Le pays traverse les pires moments de son existence. A Bamako où se joue une lutte terrible pour le pouvoir, règne une insouciance coupable. Et cette gravité de la situation ne se sent guerre dans les comportements çà et là. Les groupes armés hostiles à la République et à la démocratie gagnent chaque jour du terrain et renforce leur emprise sur des zones abandonnées par l’Etat. Après le nord, le centre, une partie de la région de Sikasso, ils poussent leur pion vers Nioro du Sahel. Demain Yélimané ?
Si à Bamako les citoyens peuvent vaquer librement à leurs occupations, d’autres Maliens sont empêchés de jouir de leur liberté d’aller et de venir. Ils ne peuvent plus se déplacer au risque d’être enlevés par des ennemis de la paix, du vivre-ensemble, ou au risque de sauter sur une mine enfouie au beau milieu de la route ou sous le sable. Le 21 juin dernier, cinq membres de l’Eglise catholique ont été enlevés par des hommes armés non identifiées dans la région de San, alors qu’ils se rendaient aux obsèques de l’abbé Oscar Théra. « Nous avons la confirmation qu’il s’agit d’un enlèvement par des hommes armés. C’est une grande inquiétude dans la communauté catholique du Mali », a confié à l’AFP, le père Alexis Dembélé, de la Conférence épiscopale du Mali. Hier, de nombreuses sources annonçaient leur libération.
A Bamako, certains ignorent qu’il y a des enfants qui sont privés d’écoles, de soins de santé depuis plusieurs années. Des écoles fermées chaque jour. Des enseignants contraints de se replier. Selon l’Unicef, « l’insécurité a également empiété sur le droit à l’éducation de nombreux enfants au Mali. Aujourd’hui, plus de 1100 écoles au Mali sont fermées pour cause d’insécurité, affectant plus de 350 000 enfants, dont la majorité se trouve dans la région centrale de Mopti ».
Dans la capitale de l’insouciance coupable, on célèbre avec faste les mariages. D’autres ne peuvent plus célébrer leur mariage ou leur baptême. Ils sont interdits de tout par des forces obscurantistes qui veulent imposer un ordre moyenâgeux. Ces actes barbares se passent souvent à moins de 200 km.

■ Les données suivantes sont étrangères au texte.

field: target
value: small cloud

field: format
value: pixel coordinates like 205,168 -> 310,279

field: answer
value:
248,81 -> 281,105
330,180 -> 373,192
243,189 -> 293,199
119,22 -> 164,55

Des villages sont soumis à un blocus dans une indifférence générale, sous le regard impuissant et incapable des autorités. Dinangourou est sous le blocus des jihadistes depuis le 2 mai. L’embargo consiste à empêcher les gens de sortir et de rentrer dans le village. Ceux qui refusent d’obéir subissent des sévices corporels. Dinangourou rappelle aussi le cas, très médiatisé, de Farabougou. De nombreuses autres localités souffrent le martyr dans le plus grand anonymat.
Des bétails sont volés sous les yeux impuissants des populations dans une indifférence totale des autorités et des FAMa. Des citoyens sont privés de leurs moyens de subsistance avec son corollaire de désastres.
Il suffit de faire un tour à Faladié derrière le « Garbal » pour voir les conditions très précaires de certains déplacés du centre et pour se rendre compte des conséquences dramatiques de cette tragédie qui frappe le Mali comme une malédiction. Impossible de retenir ses larmes en voyant les conditions ultra-infra-humaines de ces familles dont les membres ont tout laissé pour se sauver. Ces déplacés vivent dans une sorte d’indifférence générale qui se mêle d’une insouciance coupable. Une insouciance coupable qui est synonyme de suicide collectif. Et surtout, au rythme de ces temps où les luttes à Bamako se concentrent sur la prorogation de la Transition au-delà des dix-huit mois.